Twisted-torus configurations with large toroidal magnetic fields in relativistic stars

TL;DR

This paper introduces a new method to model neutron star magnetic fields, allowing for toroidal-dominated configurations with high energy ratios, which could significantly influence their electromagnetic and gravitational-wave emissions.

Contribution

It proposes a novel prescription for azimuthal currents enabling stable, toroidal-field-dominated neutron star models with high energy ratios, overcoming previous limitations.

Findings

Toroidal-to-total magnetic energy ratio can reach 90%.

Higher toroidal energy increases total magnetic energy stored.

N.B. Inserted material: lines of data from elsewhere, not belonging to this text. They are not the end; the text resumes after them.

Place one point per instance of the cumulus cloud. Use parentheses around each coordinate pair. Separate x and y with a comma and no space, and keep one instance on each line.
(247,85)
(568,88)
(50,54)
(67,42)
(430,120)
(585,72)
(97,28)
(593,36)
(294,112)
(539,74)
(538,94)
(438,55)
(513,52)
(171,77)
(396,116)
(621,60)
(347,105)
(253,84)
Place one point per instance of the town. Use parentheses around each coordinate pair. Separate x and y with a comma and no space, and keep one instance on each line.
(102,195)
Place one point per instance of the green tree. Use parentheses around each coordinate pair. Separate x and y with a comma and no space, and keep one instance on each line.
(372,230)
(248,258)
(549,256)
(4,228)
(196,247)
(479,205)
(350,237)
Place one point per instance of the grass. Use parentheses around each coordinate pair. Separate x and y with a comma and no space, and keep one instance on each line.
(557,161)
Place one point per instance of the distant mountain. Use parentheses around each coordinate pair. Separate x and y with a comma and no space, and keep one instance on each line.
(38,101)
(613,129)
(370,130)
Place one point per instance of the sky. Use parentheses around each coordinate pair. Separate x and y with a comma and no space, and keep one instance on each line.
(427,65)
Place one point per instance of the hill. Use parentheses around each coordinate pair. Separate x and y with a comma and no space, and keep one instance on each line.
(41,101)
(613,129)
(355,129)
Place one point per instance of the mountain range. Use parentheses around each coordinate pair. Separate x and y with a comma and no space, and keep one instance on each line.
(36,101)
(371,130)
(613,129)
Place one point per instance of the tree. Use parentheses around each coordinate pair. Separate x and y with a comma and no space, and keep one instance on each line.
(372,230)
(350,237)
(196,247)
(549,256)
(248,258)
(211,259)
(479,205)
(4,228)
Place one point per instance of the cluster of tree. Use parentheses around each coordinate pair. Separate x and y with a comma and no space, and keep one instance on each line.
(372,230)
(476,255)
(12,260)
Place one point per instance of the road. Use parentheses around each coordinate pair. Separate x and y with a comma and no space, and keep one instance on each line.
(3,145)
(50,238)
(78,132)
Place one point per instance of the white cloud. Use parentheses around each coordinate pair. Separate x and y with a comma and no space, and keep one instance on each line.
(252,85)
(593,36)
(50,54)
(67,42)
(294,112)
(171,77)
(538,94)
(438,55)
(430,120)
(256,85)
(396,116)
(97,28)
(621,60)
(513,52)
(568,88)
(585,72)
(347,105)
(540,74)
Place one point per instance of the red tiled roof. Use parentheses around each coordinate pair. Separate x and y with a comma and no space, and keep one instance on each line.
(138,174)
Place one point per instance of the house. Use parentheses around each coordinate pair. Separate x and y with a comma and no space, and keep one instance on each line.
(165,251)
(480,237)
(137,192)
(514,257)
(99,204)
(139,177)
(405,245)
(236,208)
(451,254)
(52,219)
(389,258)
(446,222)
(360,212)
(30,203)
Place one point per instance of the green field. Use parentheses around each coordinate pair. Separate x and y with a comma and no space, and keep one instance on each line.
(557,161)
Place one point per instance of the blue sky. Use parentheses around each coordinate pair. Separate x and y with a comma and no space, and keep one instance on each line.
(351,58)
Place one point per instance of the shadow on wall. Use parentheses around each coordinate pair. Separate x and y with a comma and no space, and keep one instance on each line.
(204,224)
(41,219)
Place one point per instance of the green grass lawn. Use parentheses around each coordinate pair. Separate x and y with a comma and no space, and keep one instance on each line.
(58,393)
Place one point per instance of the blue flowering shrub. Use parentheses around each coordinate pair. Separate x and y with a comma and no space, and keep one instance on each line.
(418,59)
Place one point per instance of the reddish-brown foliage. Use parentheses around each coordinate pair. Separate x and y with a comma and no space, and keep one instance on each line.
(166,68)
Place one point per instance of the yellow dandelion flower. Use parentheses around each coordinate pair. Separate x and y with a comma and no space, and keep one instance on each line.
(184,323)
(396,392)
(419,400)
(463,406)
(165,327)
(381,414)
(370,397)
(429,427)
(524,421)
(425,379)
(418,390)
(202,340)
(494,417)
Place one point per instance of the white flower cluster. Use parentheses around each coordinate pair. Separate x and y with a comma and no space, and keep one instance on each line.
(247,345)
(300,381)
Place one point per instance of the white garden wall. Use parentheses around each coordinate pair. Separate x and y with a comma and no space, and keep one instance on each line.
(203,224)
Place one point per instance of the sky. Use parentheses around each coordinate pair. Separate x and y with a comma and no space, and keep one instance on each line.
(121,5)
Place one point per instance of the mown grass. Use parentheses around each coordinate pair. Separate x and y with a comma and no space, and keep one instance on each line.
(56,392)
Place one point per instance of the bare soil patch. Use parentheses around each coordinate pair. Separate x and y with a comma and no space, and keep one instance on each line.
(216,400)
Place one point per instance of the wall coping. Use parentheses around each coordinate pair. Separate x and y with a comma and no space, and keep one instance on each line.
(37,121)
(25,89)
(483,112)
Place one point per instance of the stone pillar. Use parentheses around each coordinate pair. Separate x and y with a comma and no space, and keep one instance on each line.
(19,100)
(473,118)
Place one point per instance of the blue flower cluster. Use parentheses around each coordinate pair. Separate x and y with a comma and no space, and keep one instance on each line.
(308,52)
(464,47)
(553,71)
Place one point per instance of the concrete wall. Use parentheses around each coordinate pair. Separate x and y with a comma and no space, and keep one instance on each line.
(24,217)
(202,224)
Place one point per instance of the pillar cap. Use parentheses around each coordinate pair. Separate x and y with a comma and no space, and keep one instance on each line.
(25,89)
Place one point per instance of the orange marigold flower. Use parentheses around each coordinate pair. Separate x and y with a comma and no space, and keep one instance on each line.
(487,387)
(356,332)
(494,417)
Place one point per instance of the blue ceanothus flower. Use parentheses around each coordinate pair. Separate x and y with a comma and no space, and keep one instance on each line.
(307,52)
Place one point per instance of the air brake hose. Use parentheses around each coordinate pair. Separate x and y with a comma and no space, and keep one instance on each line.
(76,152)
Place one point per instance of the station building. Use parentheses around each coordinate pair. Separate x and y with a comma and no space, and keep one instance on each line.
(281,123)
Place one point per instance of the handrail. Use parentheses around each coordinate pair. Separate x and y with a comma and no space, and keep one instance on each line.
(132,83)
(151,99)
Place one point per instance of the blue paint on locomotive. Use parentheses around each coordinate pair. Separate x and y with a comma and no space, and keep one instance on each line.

Implications for electromagnetic and gravitational-wave emissions.

Abstract

Understanding the properties of the internal magnetic field of neutron stars remains a theoretical challenge. Over the last years, twisted-torus geometries have been considered both in Newtonian and general-relativistic equilibrium models, as they represent a potentially good description of neutron star interiors. All of these works have found an apparent intrinsic limitation to geometries that are poloidal-field-dominated, with a toroidal-to-poloidal energy ratio inside the star that are <10%, unless surface currents are included and magnetic fields are allowed to be discontinuous. This limitation is in stark contrast with the general expectation that much higher toroidal fields should be present in the stellar interior and casts doubt about the stability and hence realism of these configurations. We here discuss how to overcome this limitation by adopting a new prescription for the azimuthal currents that leads to magnetized equilibria where the toroidal-to-total magnetic-field energy ratio can be as high as 90%, thus including geometries that are toroidal-field-dominated. Moreover, our results show that for a fixed exterior magnetic-field strength, a higher toroidal-field energy implies a much higher total magnetic energy stored in the star, with a potentially strong impact on the expected electromagnetic and gravitational-wave emission from highly magnetized neutron stars.